We Built What People Wanted. Then We Built What They'd Pay For.

After hundreds of conversations, a Product Hunt launch, and months of validation, I learned something expensive: demand doesn’t mean a willingness to pay. But hidden in those "no thanks" conversations was something better.

Act I: The Validation Trap
I followed the playbook: spoke with hundreds of potential customers and identified real pain points. Nearly everyone suffers from missed action items, decisions lost across apps, immeasurable time wasted. I felt it acutely at Apple managing distributed teams across time zones. Attrove would be the solution. "Never drop the ball again."
We launched in October. Demand was solid: several hundred signups, strong engagement, enthusiastic feedback. But conversions to paid were slow; not the signal of urgent, must-have demand I was hoping for.
Turns out coordination friction, while annoying, still registers as "nice to have" when you're an unknown startup asking for money.
I'd validated the problem more than the purchase.

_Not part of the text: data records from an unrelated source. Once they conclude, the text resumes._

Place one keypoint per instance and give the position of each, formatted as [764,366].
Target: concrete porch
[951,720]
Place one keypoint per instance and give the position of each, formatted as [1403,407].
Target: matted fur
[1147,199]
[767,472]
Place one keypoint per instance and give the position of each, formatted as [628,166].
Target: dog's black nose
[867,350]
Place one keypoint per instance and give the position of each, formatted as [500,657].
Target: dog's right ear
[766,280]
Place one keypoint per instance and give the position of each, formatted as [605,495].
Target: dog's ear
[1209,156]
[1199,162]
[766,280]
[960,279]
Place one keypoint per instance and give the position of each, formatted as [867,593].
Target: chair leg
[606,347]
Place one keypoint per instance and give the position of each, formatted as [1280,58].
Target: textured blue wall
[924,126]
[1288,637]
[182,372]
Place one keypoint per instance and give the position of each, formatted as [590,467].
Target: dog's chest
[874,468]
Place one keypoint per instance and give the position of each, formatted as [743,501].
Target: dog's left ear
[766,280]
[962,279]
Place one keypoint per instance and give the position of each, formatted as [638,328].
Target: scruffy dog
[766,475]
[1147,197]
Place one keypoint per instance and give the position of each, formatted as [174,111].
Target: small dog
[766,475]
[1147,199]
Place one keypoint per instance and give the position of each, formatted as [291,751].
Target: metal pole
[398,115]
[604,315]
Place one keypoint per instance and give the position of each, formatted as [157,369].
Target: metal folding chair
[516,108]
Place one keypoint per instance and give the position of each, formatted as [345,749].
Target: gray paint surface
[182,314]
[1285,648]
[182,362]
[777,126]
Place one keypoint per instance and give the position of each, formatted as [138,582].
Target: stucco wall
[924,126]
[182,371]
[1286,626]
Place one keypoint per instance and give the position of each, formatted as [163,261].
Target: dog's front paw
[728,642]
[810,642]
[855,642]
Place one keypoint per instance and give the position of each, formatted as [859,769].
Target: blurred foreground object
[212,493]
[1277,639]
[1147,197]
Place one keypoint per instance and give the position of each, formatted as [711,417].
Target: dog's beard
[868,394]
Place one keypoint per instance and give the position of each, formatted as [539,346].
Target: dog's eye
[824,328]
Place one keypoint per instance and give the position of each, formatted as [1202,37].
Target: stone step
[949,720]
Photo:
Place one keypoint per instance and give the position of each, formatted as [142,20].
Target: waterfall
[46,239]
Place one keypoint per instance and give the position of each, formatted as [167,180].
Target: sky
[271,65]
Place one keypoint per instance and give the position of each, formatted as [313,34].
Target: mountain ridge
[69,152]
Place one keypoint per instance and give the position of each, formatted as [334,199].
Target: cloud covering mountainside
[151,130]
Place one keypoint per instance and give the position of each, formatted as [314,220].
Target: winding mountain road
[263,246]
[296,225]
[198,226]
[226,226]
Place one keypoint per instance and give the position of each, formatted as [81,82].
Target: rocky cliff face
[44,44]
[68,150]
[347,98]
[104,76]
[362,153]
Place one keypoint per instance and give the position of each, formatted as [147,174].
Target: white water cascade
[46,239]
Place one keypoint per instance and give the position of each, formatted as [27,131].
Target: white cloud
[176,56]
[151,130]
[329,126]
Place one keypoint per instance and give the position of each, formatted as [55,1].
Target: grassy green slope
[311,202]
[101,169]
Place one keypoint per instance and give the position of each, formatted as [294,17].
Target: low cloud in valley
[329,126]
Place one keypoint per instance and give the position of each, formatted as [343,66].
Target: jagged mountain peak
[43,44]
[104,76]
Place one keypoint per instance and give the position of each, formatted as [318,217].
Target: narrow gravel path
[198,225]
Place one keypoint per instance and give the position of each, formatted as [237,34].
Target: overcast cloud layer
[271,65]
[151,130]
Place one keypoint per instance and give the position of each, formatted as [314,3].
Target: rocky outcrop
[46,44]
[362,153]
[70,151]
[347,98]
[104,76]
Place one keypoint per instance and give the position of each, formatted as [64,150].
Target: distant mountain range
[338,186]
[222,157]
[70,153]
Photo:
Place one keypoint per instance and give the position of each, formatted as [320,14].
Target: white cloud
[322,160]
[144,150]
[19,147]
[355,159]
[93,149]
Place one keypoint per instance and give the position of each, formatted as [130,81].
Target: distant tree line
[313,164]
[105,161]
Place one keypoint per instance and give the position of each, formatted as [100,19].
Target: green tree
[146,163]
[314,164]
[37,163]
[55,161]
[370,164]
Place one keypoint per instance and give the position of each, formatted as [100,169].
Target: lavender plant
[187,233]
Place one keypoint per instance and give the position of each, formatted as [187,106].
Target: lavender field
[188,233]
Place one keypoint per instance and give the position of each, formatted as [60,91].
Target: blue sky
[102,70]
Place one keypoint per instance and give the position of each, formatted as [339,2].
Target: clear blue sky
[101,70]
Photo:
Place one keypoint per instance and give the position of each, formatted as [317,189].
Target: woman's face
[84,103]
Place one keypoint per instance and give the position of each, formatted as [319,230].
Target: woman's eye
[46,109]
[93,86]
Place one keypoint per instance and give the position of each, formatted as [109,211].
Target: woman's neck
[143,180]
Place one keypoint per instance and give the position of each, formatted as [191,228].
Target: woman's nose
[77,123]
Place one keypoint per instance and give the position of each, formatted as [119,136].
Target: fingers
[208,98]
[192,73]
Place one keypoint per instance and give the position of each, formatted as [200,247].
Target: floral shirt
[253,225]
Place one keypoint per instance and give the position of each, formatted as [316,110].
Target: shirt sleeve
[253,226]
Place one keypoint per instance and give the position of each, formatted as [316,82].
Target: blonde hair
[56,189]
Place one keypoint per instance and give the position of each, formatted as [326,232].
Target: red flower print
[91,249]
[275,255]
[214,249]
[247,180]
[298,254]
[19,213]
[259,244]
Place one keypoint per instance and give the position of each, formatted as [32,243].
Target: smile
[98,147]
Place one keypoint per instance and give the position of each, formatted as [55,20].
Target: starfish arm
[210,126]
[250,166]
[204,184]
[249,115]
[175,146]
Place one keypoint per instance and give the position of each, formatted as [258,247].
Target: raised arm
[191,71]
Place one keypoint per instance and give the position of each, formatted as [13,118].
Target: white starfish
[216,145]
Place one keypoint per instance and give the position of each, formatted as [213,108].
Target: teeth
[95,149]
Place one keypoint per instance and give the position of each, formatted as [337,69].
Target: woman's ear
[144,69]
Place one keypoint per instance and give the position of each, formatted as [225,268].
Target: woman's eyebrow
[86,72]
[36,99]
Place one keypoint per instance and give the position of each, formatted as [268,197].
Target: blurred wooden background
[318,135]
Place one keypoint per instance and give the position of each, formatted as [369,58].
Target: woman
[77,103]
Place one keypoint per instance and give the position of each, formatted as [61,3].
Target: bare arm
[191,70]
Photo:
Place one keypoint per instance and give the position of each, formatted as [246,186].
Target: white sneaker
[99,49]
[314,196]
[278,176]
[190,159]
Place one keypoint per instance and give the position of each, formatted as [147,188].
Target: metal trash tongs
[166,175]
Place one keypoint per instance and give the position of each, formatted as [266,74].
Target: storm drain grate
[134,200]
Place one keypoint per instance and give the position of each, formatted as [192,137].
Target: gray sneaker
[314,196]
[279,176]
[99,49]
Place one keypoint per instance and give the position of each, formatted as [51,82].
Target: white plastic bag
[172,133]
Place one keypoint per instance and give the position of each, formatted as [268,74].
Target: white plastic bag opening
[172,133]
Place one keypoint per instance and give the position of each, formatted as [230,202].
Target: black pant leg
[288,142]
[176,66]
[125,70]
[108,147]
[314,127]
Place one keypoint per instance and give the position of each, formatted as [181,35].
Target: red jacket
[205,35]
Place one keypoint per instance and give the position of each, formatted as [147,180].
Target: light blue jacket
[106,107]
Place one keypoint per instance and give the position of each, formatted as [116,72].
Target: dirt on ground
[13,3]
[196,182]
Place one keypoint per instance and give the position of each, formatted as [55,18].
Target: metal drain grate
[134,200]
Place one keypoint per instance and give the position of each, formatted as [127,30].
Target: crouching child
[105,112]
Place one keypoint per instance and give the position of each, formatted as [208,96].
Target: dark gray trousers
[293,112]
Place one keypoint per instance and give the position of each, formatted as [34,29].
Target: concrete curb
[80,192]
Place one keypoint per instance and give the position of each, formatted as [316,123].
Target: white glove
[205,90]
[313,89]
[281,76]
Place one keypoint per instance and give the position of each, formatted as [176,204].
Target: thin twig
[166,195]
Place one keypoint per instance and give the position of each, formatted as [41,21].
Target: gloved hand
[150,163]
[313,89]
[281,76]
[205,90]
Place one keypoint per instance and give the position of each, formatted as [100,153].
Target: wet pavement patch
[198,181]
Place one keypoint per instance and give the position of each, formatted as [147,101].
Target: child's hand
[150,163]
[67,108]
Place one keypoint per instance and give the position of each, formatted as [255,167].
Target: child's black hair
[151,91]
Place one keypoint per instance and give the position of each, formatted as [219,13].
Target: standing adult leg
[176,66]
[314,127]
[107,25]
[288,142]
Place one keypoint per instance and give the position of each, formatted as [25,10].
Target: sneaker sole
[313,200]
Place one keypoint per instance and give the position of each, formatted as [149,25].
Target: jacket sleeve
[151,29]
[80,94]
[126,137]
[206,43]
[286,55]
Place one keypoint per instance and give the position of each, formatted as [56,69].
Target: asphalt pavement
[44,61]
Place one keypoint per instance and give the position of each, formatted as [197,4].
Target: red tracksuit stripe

Act II: The Hidden Discovery
But post-launch, something unexpected emerged. Several people reached out asking not how they could use Attrove, but how they could integrate our connections into their own apps and agents. They wanted the infrastructure, not the interface.
The lightbulb: In the age of Cursor and vibe-coding, writing code is trivial. Integrations, security, OAuth flows, CASA approvals—that's the hard part. And we'd already built it.
We'd accidentally built developer infrastructure while trying to build SaaS.

Act III: The Pivot
Attrove Connect is the communications API for AI agents: drop Gmail, Outlook, Slack, Google Calendar, Meet, Teams into any app in minutes instead of months.
Every AI agent needs context from workplace communications. But every developer I've talked to in the past few months has struggled with the same problem: connecting to Slack or Gmail is months of engineering work. It took us months to architect, navigate CASA approvals, and pipe it all together. Why should everyone reinvent this wheel?
Think Plaid for productivity integrations. Dead simple to drop in. Free tier to get started, usage-based scaling beyond that.
The difference this time? We're in conversations with several companies right now, and the willingness to pay is palpable.
The site goes live today. If you're building AI agents or apps that need workplace context, let's talk.
(We're keeping the original app live and supported; it turns out a polished, working product is also great developer marketing.)
Sometimes the best pivots come from listening to what customers actually want to pay for—even when it's not what you built.